Friday, January 24, 2014

A Well-Kept Zoning Secret

Ever since Hudson instituted zoning back in the mid-1960s, the city has been saddled with bulk and area regulations that made it impossible, in the oldest parts of Hudson, to rebuild a house in its own footprint or to build a new house that conformed with the rest of the street without seeking an area variance from the Zoning Board of Appeals.

The disconnect between the city as it exists and the city as the zoning regulations envision it is often explained by saying that the city fathers back in the day adopted what was basically a suburban model for zoning. Someone who had been on the Planning Commission when the zoning was adopted, however, once explained that in the 1960s the planners figured that in time all the old houses in the First and Second wards would be destroyed by fire or demolished by neglect or intent, as most of them soon were in the Second Ward, and with the new houses set back 15 feet, they could widen the streets.

For almost fifty years, Hudson has lived with its inappropriate setbacks. Any new construction (fortunately there has been very little) routinely had to seek an area variance in order to achieve the most basic compatibility with the surrounding neighborhood. The zoning for the Waterfront Revitalization Area, which is part of the LWRP, was meant to correct the setback problem. Most of the neighborhoods for which 15-foot setbacks are inappropriate are in the Waterfront Revitalization Area. The problem is nobody seemed aware of this amendment.

Earlier this month, when the Historic Preservation Commission was agonizing over the inappropriate setback of the foundation at 215 Union Street, HPC counsel Carl Whitbeck delivered the standard recitation about setbacks and how the project would have to get an area variance from the ZBA in order to conform with the rest of the street wall. Although the LWRP--including this zoning amendment-- had been adopted by the Common Council in November 2011, city attorney Whitbeck admitted to having no knowledge of it existence.

When Gossips went looking for the setback amendment in the LWRP, what was found was Appendix G, a Design Guideline Template for the Waterfront Revitalization Area. Last Wednesday, when at its meeting the Legal Committee took up the discussion of making changes in the Schedule of Bulk and Area Regulations for Residential Districts, Gossips, from the audience, suggested that a priority should be amending the setback requirements. City attorney Cheryl Roberts pointed out that this had already been done and directed attention to footnote 4 on the bulk and area chart, which reads: "The Planning Board may approve a front yard setback that conforms with the prevailing building setback for the respective street on which a property is located."

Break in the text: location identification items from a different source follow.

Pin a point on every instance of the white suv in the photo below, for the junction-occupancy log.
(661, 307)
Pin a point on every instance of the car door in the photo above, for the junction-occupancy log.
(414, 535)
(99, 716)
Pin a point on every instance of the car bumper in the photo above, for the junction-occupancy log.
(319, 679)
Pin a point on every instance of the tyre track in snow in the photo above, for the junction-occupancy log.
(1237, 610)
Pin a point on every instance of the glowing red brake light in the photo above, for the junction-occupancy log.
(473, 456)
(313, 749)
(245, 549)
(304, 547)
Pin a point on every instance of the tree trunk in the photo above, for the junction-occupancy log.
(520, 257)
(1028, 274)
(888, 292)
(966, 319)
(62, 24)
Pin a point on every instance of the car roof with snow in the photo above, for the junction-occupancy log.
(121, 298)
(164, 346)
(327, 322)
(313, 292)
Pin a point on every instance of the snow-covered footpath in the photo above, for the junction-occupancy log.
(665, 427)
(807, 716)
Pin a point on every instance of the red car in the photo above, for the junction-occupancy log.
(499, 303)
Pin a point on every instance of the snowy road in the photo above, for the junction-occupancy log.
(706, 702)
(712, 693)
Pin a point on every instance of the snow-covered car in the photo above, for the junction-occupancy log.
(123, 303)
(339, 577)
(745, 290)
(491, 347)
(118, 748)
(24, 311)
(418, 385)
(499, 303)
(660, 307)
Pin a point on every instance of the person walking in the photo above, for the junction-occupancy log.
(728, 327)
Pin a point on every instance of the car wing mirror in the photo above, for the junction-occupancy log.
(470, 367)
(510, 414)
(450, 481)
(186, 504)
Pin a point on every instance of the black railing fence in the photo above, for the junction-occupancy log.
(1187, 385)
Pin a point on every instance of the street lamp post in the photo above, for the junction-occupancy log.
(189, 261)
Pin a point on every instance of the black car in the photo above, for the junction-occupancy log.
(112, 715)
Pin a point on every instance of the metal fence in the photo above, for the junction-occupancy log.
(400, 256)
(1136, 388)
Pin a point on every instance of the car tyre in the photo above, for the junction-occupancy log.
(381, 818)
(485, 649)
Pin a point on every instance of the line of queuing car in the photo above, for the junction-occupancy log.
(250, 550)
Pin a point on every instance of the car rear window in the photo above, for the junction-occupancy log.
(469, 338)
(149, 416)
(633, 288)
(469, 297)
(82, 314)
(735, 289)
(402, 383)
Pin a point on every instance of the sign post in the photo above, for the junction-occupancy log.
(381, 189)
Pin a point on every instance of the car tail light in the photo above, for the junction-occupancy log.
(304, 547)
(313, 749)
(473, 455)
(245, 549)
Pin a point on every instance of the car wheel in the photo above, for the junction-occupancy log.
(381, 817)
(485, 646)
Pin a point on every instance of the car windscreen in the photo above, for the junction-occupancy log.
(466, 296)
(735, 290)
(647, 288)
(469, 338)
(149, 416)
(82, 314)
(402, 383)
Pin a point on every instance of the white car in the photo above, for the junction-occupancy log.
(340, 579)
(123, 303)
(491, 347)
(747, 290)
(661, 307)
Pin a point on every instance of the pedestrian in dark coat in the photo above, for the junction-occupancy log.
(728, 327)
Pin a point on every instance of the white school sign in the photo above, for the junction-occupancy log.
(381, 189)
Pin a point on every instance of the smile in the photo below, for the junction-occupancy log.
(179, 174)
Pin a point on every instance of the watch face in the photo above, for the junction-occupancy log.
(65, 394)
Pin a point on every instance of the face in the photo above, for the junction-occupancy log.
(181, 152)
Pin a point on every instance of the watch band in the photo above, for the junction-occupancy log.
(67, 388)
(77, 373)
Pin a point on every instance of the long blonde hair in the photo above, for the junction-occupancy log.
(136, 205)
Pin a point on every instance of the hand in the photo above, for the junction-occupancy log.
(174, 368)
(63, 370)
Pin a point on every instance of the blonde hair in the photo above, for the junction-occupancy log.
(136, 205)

If the goal is to protect the character of Hudson's historic neighborhoods, it seems the verb in this statement should be shall not may, and the statement should appear someplace more prominent than a footnote.
COPYRIGHT 2014 CAROLE OSTERINK

1 comment:

  1. The time to change "may" to "shall" was in 2011.

    In September 2011, the Common Council passed its Environmental Impact Statement on the LWRP without allowing further public comment on these very issues. Despite a promise by Common Council President Don Moore that the public would be given an opportunity to speak that evening, the meeting simply ended, and without being adjourned by Mr. Moore.

    Our city's leading lights were in such a hurry to get this deal behind them that one alderman turned to another and said, "If you didn't want to vote, you should have stayed away."

    Another alderman asked for the definition of an "easement" (the entire LWRP hinged on an an objectionable and sneaky easement deal which has since proved to be the document's ruin), but then this same alderman lectured her colleagues a half hour later that they all knew enough about the zoning not to delay the vote any further.

    Beneath the next day's Gossips' report on the meeting I predicted that "Hudson will regret this for years."

    But that wasn't our last chance to comment on the zoning. The LWRP itself had to be accepted as "complete," and although it's never been submitted to the Department of State, and is sitting in Cheryl Roberts' new office we just bought her at City Hall, the officially "complete" LWRP gave the same imbecilic council the confidence to amend the zoning law itself, which was the public's final opportunity to comment.

    But almost nobody showed up for the hearing (which was the proper time to comment on "mays" and "shalls"), after which the aldermen proceeded in their usual unthinking fashion to pass into law proposals that they didn't understand, including an official Zoning Map (§325-3) that wasn't to be created for another 14 months!

    Finally issued last February, it was only on that map that the public could grasp for the first time that the South Bay is now zoned for a gravel conveyor system. This is something Mr. Moore and Ms. Roberts would have known everything about, but that the public would have had to guess.

    These unrequited gifts were made to Holcim and O&G on our behalf, and without our knowledge. But when you think of it that actually makes all the sense in the world. Denied the right to comment, the public rolls over on cue; granted the right to comment, nobody shows up.

    Now we'd like to change "may" to "shall"? A bit late, I'd say.